Tornando all’Italia e parlando di Gervaso, diceva che aveva un talento internazionale e questa è una cosa che il nostro Paese non sa decifrare.
“Lui aveva questa visione umoristica contro il potere becero, il conformismo. Noi siamo un Paese molto conformista, questo è il nostro grande difetto. Invece il vero umorismo è anticonformista, sempre, e lui lo era. Su posizioni però non radicale, di centro. Ho avuto una grande amicizia con Roberto”.
Lei dice che a Roma non ci sono più personaggi. Se è vero sarebbe una mezza tragedia (a parte quei personaggi serissimi che sono i cani, cosa che condivido).
“Non solo a Roma, i personaggi veri sono pochi ormai. Si è persa l’autenticità, siamo troppo globalizzati oramai”.
Oggi come ci fa notare, non ci si aspetta più niente. Non come un tempo che si aspettava la lettera dell’amato. Lei oggi cosa aspetta?

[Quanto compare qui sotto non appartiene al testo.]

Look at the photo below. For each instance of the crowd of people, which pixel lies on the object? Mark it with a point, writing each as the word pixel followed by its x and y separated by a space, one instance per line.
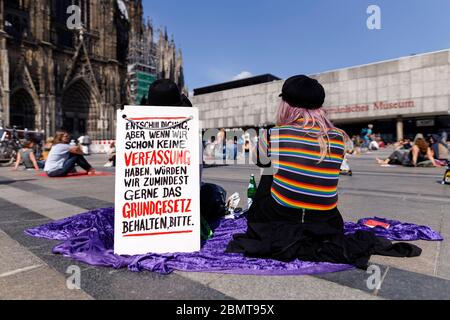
pixel 59 157
pixel 432 151
pixel 228 147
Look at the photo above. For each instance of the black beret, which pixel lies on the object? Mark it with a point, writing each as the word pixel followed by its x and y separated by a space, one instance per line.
pixel 303 92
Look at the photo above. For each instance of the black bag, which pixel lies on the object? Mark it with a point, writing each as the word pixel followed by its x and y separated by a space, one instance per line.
pixel 212 202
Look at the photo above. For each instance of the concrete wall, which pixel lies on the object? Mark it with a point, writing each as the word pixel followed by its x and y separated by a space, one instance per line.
pixel 411 86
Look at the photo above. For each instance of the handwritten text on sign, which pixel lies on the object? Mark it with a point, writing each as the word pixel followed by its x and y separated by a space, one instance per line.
pixel 157 181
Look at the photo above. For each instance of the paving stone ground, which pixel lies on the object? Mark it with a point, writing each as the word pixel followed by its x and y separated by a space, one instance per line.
pixel 28 269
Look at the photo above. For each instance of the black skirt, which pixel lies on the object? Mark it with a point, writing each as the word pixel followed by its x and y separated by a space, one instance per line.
pixel 285 234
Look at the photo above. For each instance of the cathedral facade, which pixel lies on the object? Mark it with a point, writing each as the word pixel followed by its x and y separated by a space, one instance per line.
pixel 53 77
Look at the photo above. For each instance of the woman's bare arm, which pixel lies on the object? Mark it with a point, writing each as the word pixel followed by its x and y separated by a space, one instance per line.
pixel 18 161
pixel 430 155
pixel 33 160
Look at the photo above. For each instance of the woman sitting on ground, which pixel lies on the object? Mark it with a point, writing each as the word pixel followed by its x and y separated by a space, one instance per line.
pixel 27 157
pixel 47 147
pixel 420 152
pixel 294 214
pixel 63 158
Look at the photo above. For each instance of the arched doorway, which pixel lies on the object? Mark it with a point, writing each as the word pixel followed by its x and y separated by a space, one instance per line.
pixel 79 110
pixel 22 113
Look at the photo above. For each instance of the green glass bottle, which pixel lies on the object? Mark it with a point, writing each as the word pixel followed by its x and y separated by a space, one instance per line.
pixel 251 191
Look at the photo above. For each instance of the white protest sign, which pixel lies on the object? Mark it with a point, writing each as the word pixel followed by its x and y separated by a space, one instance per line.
pixel 157 205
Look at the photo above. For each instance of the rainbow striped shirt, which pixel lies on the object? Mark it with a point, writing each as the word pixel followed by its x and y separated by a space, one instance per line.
pixel 300 181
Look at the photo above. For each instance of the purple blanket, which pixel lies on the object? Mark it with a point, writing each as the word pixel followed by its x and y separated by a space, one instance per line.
pixel 89 238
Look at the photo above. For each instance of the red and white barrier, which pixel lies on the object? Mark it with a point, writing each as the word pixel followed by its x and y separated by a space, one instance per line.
pixel 100 146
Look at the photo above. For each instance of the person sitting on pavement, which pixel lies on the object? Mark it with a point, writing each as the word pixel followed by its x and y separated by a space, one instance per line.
pixel 420 153
pixel 439 147
pixel 111 155
pixel 63 157
pixel 47 147
pixel 28 158
pixel 294 214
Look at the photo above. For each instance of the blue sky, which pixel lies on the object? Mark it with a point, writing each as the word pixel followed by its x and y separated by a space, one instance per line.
pixel 221 39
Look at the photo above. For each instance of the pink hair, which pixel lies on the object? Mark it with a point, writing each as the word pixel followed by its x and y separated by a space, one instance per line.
pixel 288 115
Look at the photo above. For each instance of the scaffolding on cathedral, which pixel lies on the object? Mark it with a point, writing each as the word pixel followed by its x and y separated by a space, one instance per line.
pixel 142 63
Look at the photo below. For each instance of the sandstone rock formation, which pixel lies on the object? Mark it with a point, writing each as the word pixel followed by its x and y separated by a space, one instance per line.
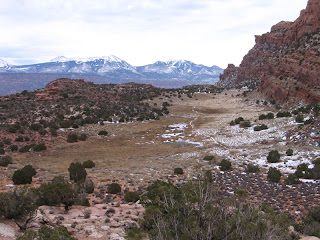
pixel 286 60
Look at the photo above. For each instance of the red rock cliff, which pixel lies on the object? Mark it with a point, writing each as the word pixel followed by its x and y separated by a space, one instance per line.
pixel 286 60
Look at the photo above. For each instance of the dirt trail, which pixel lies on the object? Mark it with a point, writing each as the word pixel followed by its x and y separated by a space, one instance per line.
pixel 141 152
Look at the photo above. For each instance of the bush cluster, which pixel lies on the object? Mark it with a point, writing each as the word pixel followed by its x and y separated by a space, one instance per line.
pixel 274 175
pixel 225 165
pixel 273 156
pixel 5 161
pixel 24 175
pixel 260 127
pixel 114 188
pixel 252 168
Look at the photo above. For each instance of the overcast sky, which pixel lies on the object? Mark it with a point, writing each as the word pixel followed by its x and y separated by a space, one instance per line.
pixel 209 32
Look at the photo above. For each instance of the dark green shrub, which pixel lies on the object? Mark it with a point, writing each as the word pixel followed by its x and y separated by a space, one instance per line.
pixel 77 172
pixel 308 121
pixel 300 118
pixel 29 170
pixel 5 161
pixel 273 156
pixel 114 188
pixel 19 139
pixel 283 114
pixel 178 171
pixel 103 133
pixel 270 116
pixel 292 179
pixel 72 137
pixel 14 148
pixel 238 120
pixel 82 137
pixel 131 197
pixel 35 126
pixel 274 175
pixel 289 152
pixel 260 128
pixel 40 147
pixel 21 177
pixel 262 117
pixel 252 168
pixel 225 165
pixel 209 158
pixel 245 124
pixel 88 164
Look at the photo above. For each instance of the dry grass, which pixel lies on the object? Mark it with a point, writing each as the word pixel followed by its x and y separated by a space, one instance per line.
pixel 136 151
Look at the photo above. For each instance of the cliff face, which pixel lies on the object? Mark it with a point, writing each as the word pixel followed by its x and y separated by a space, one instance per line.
pixel 286 60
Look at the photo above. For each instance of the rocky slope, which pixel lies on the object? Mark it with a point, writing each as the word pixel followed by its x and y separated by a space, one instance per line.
pixel 286 60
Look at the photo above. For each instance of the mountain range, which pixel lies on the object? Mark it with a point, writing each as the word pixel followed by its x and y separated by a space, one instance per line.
pixel 111 69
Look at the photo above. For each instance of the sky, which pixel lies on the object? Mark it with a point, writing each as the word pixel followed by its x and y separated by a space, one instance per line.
pixel 209 32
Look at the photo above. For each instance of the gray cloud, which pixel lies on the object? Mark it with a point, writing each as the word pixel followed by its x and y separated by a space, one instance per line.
pixel 140 31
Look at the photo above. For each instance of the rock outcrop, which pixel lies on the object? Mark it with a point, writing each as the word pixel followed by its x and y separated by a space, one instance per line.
pixel 286 60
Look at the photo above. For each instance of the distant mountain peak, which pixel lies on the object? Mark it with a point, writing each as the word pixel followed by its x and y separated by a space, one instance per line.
pixel 60 59
pixel 4 64
pixel 110 58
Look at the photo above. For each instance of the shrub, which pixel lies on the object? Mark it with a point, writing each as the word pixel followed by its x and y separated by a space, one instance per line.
pixel 114 188
pixel 88 164
pixel 77 172
pixel 252 168
pixel 262 117
pixel 283 114
pixel 238 120
pixel 103 133
pixel 209 158
pixel 289 152
pixel 82 137
pixel 5 161
pixel 131 197
pixel 14 148
pixel 270 116
pixel 178 171
pixel 245 124
pixel 273 156
pixel 30 170
pixel 274 175
pixel 21 177
pixel 299 118
pixel 260 128
pixel 292 179
pixel 225 165
pixel 72 137
pixel 40 147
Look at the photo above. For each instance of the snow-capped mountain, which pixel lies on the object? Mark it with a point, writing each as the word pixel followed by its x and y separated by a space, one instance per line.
pixel 180 69
pixel 110 69
pixel 4 65
pixel 113 67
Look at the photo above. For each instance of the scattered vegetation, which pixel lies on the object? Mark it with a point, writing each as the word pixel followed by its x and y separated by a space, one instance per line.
pixel 273 156
pixel 178 171
pixel 131 197
pixel 251 168
pixel 274 175
pixel 114 188
pixel 225 165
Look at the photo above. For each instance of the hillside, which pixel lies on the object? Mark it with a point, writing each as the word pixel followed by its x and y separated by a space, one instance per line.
pixel 286 61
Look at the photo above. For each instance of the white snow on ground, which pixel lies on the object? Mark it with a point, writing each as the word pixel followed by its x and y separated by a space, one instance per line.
pixel 178 127
pixel 243 145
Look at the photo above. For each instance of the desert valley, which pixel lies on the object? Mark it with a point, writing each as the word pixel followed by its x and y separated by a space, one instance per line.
pixel 238 159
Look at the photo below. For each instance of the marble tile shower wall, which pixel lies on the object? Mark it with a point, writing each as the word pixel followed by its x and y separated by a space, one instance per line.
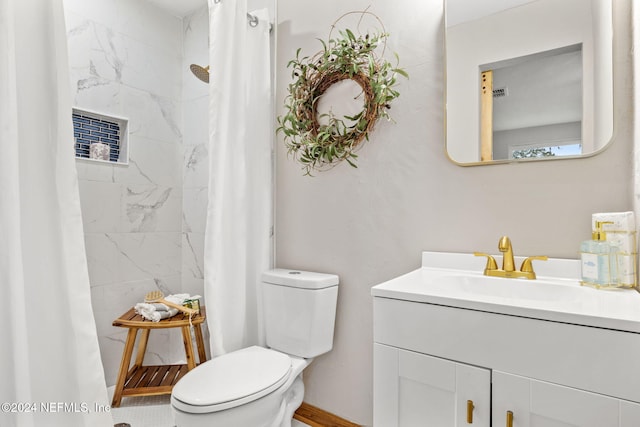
pixel 126 59
pixel 196 160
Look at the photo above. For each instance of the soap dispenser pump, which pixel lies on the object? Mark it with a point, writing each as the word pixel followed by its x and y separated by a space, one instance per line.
pixel 599 259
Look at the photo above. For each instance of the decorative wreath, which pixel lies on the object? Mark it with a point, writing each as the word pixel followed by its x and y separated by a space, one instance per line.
pixel 319 146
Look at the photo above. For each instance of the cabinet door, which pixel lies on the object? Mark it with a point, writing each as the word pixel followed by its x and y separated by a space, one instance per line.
pixel 539 404
pixel 413 389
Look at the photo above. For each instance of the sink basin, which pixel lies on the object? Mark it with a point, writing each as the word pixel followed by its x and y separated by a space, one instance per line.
pixel 513 289
pixel 456 280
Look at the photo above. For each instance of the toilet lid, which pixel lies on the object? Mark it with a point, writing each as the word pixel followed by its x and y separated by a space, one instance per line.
pixel 232 379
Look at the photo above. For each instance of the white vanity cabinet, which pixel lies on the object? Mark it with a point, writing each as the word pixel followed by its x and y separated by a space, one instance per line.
pixel 533 403
pixel 527 353
pixel 426 370
pixel 413 389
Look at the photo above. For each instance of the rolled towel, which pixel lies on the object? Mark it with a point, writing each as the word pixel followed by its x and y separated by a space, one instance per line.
pixel 151 312
pixel 158 306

“Io sono arrivato alla conclusione che è meglio non aspettarsi nulla. Come diceva Einstein “Non m’interessa il futuro perché arriva troppo presto”. Arrivano sempre delle cose inaspettate. Tutti i grandi fatti che sono successi in questi ultimi dieci anni erano tutti inaspettati, quasi tutti. Inutile stare lì ad aspettarli. Io mi aspetto solo una cosa: che io possa essere felice. Ho capito che l’unico scopo della vita, al di là delle grandi questioni trascendentali, è la ricerca della felicità. In uno degli ultimi film che ho fatto ho messo una frase di Prévert: “Bisogna cercare di essere felici, se non altro per dare l’esempio”. Noi siamo sulla terra per essere felici e dobbiamo cercare di trovare il modo per esserlo, sennò non ha senso”.